Herbe Kritik der CDU an der geplanten Steuererhöhung

Pressemitteilung der CDU

„Nun ist die Katze also aus dem Sack. Oberbürgermeister Mast-Weisz will den Grundsteuer B-Hebesatz um 200 Punkte heraufsetzen. Jeder Besitzer von Wohneigentum und jeder Mieter wird diese Maßnahme schmerzlich spüren. Aus Sicht der Stadtspitze mag dieser Schritt der einfachste sein. Dass bei der Klausurtagung des Oberbürgermeisters vom vergangenen Wochenende nicht mehr herausgekommen ist, enttäuscht uns sehr. Dies ist Haushaltspolitik mit der Brechstange und ein Ausdruck von völliger Ideenlosigkeit. Dem Bürger wird die Pistole auf die Brust gedrückt, da er die steigenden Nebenkosten zahlen muss. Unsere Stadt macht das aber nicht attraktiver. Viele werden nun einen Bogen um Remscheid machen und hier keine Wohnung mieten und kein Haus kaufen. Das Ganze ist eine Milchmädchenrechnung und könnte Remscheid als Wohnstadt in eine Abwärtsspirale reißen“, sagt der CDU-Fraktionsvorsitzende Jens Nettekoven.
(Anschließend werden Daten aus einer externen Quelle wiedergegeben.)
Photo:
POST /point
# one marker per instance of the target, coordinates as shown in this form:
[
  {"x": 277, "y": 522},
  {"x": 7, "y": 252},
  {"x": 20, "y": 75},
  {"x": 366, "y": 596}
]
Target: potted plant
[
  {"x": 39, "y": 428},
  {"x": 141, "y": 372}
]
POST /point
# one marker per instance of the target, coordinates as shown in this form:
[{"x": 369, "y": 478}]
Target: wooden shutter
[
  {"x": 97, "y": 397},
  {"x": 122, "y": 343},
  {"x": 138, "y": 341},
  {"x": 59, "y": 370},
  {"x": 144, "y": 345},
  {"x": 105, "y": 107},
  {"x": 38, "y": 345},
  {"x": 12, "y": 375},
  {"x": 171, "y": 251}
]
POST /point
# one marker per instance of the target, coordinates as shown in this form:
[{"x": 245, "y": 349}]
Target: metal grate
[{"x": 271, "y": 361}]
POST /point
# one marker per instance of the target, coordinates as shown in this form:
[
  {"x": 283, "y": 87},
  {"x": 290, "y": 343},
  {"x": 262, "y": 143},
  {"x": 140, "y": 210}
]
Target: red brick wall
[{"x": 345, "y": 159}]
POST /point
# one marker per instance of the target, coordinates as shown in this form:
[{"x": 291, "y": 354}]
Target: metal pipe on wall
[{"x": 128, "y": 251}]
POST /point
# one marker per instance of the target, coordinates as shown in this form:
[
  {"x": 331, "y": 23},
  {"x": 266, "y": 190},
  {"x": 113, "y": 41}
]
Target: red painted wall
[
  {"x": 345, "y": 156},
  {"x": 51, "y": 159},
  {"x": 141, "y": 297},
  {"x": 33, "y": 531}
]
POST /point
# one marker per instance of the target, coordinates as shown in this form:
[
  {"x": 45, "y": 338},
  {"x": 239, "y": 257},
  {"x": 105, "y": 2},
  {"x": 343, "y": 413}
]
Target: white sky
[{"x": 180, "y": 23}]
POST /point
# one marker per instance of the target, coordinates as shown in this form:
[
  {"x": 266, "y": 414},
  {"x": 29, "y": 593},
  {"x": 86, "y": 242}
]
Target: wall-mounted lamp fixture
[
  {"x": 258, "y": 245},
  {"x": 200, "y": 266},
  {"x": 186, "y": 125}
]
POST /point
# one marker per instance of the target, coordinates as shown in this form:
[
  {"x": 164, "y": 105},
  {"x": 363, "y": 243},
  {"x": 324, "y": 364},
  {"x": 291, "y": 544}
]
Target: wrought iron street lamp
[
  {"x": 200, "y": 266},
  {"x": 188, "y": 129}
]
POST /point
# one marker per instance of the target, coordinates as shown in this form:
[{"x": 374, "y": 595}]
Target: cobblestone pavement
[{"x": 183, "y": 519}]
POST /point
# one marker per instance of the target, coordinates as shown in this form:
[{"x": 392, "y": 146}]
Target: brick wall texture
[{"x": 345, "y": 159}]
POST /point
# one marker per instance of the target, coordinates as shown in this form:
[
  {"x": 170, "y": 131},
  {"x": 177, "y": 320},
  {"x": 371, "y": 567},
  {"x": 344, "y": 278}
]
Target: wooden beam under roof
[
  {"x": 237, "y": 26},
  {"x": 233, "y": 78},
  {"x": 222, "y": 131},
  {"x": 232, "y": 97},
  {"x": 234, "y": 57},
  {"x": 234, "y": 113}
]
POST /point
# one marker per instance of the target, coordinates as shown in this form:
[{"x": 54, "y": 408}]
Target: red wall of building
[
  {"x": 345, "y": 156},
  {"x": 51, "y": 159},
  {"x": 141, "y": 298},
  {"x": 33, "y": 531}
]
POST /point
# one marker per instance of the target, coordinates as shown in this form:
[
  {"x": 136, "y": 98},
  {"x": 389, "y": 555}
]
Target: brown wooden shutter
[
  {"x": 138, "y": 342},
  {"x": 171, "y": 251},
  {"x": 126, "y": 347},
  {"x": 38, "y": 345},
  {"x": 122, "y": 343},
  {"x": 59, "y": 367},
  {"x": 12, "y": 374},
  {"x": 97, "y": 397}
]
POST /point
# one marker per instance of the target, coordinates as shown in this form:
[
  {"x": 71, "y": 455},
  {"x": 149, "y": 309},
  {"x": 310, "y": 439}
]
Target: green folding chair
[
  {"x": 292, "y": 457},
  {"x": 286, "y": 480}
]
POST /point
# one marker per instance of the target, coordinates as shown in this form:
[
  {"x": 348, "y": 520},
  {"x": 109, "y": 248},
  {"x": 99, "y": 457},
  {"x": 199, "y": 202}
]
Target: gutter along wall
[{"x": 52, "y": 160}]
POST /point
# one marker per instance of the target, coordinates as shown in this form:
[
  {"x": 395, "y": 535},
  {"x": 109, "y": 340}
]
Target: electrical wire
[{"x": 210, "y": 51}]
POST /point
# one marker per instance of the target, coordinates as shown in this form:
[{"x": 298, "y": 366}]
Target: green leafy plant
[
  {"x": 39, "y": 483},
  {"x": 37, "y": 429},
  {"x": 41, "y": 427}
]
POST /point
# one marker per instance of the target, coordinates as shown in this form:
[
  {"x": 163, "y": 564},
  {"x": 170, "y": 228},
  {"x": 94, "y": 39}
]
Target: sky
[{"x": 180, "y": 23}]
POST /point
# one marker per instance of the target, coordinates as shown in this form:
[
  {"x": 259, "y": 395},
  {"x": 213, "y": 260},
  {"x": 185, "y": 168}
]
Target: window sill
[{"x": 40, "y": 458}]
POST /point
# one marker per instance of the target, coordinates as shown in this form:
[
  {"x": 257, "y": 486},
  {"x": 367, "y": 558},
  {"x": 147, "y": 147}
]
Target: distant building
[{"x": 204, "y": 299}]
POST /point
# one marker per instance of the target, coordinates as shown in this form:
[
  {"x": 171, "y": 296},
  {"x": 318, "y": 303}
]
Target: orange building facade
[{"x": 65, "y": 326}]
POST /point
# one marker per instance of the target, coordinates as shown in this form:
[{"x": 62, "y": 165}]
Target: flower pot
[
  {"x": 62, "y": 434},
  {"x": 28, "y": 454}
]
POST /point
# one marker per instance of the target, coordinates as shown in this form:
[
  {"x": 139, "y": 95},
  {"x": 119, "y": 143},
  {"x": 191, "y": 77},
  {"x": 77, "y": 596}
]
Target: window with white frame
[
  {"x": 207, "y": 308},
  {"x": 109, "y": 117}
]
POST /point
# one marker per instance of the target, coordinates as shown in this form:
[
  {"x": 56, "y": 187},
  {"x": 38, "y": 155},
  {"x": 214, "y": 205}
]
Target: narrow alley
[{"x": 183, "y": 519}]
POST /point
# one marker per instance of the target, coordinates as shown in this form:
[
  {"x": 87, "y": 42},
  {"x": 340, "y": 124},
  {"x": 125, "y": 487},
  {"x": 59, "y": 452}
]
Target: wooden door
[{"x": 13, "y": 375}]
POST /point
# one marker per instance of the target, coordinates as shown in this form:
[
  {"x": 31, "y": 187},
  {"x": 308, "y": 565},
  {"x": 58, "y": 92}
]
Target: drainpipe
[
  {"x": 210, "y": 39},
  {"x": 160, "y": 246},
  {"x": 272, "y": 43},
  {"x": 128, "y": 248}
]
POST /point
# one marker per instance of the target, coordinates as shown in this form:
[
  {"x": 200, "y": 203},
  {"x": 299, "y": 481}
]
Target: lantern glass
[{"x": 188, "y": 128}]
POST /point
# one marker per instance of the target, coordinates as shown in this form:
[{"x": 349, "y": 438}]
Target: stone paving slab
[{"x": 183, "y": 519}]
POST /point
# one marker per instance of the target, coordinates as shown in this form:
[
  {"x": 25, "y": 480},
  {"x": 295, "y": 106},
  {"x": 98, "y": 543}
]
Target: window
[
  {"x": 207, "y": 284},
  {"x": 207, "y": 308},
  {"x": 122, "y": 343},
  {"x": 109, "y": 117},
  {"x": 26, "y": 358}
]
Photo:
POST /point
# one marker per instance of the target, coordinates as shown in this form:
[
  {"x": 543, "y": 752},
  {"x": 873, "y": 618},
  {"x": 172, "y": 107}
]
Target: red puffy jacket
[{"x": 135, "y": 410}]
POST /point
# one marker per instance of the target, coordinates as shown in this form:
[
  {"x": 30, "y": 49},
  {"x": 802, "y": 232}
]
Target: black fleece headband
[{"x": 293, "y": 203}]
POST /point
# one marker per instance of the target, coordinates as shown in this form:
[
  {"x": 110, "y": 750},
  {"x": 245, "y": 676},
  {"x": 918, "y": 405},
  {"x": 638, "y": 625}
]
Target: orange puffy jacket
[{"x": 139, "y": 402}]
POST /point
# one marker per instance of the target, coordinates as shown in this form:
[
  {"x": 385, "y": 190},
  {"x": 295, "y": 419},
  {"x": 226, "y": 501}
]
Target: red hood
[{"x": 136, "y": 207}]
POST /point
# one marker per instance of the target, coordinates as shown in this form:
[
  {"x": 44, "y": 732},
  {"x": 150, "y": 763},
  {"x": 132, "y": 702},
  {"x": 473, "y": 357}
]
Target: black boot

„Die Stadtspitze verhält sich scheinheilig. Einerseits werden die Rufe nach einer staatlich gedeckelten Mietpreisbremse immer lauter, andererseits kassiert der Staat bei den Bürgern selbst kräftig ab – gerade bei den Nebenkosten. Dass die Gewerbesteuer erst einmal nicht angehoben werden soll, beruhigt die Wirtschaft nicht. Denn mit dem kräftigen Schluck aus der Pulle bei der Grundsteuer B werden alle Eigentümer zusätzlich geschröpft. Das trifft auch viele Mittelständler und kleine Gewerbetreibende“, kritisiert der Remscheider MIT-Vorsitzende Henner Blecher.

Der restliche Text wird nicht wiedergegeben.